Today's Topic: Five Sides to Every Story
     A guy at the office was passing around a quiz designed to test observational skills. The questions were about objects that you see every day. For example, one question was, "What color is at the top of a stop light – red or green?"
     The next question was, "How many sides does a stop sign have?"
     I answered it out loud. "Eight," I said.
     "Nope!" responded the guy who had handed me the test. "There are five."
     Now I was pretty sure about this one, but, still, I’m one to check my facts. That evening, on the way home, I looked at all the stop signs I passed, and each one of them had eight sides.
     The next day at work I confronted my newfound friend and said, "You know, I counted the sides on actual stop signs and they all had eight."
     "No. You’re wrong," he said. "Count again."
     I took a piece of paper and a pencil, and I drew a stop sign for him.
     "You’re drawing it wrong," he said.
     Another person looked over my shoulder and said, "No, a stop sign is longer than that. There aren't that many sides." My friend walked away with a smug look on his face. I swear to you this really happened.
     The quiz-giver's sense of authority and conviction left me questioning myself. Had I counted wrong? Maybe I was in a hurry driving home.
     There was no way I was going to leave this alone, so I went to my dictionary and looked up "stop sign." It said, "The stop sign is used as a traffic control device in many parts of the United States. It is a red octagonally shaped piece of metal with a white outline and the word ‘Stop’ painted in the middle. If the word octagonal is too big for you, it means, having eight sides. That’s EIGHT, like an octopus with EIGHT legs! No more. No less. If anybody challenges you on this, be sure to make a big deal out of it." That’s what it said, right there in Webster’s.
     I went around the office and verified with several people that a stop sign does have eight sides. Even though they agreed with me, most of the people I asked looked at me kind of funny as though they were wondering what I was up to.
     Back at my computer, I printed a clipart picture of a stop sign and numbered the sides one through eight. I carried it over to my number-challenged friend, showed it to him and said, "What am I missing here?"

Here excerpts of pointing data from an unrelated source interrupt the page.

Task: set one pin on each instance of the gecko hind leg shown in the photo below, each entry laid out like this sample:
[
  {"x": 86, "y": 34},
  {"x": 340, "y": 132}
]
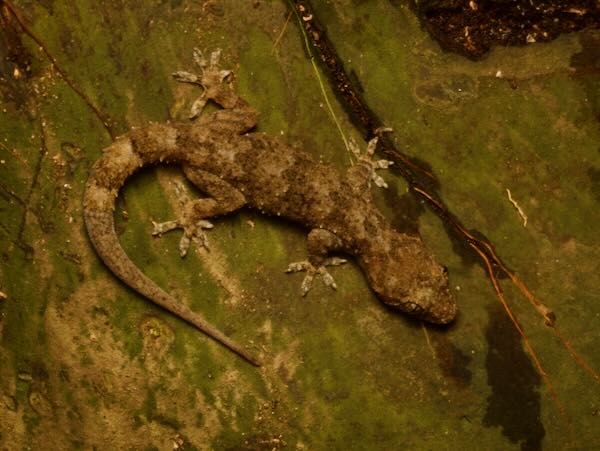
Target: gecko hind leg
[
  {"x": 224, "y": 199},
  {"x": 320, "y": 243}
]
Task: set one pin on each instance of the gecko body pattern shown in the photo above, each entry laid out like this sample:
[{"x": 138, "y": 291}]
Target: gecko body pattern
[{"x": 236, "y": 168}]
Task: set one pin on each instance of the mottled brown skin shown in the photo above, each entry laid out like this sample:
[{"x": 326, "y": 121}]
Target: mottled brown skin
[{"x": 236, "y": 168}]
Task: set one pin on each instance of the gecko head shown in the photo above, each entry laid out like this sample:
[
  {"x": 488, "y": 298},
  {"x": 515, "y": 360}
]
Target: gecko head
[{"x": 407, "y": 278}]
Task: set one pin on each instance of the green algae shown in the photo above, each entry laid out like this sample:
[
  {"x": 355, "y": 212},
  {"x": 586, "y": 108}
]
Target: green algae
[{"x": 339, "y": 368}]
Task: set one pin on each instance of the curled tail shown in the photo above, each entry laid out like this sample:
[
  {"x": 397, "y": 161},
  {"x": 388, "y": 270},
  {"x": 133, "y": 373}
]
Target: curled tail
[{"x": 108, "y": 174}]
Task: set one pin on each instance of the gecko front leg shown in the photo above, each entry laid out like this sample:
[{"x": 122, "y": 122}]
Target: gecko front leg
[
  {"x": 224, "y": 199},
  {"x": 320, "y": 243},
  {"x": 364, "y": 171}
]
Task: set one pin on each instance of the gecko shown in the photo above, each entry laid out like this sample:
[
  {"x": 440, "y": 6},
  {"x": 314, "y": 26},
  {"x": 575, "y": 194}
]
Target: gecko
[{"x": 236, "y": 167}]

     He looked at the picture as if puzzled and then said, "Oh, you’re right. I must have been thinking of something else."
     I felt as if there were nothing I could say to him, except maybe, "What else? What in the hell else could you get confused with a stop sign!"
     Unable to rectify Mr. Quiz Man’s initial overbearing confidence with his understated concession, I again went around the office repeating this story and making fun of the situation. That was until somebody pointed out that stop signs do, indeed, have five sides: the left side, the right side, the front side, the back side, and the outside peripheral edge.
     Once again, I had been proven wrong, and it was ultimately my arrogance and my own narrow worldview that had brought me down. So I went to Mr. I-Failed-Geometry and apologized to him, telling him that his street signs could have as many sides as he wanted, that I was very sorry, and that I would never, ever, question him again. I had foolishly assumed that I could decide things based on facts, when I should have realized that the truth is subjective. It’s based on perception, and anyone’s opinion is just as legitimate as someone else’s. How could I have been so blind? How silly of me.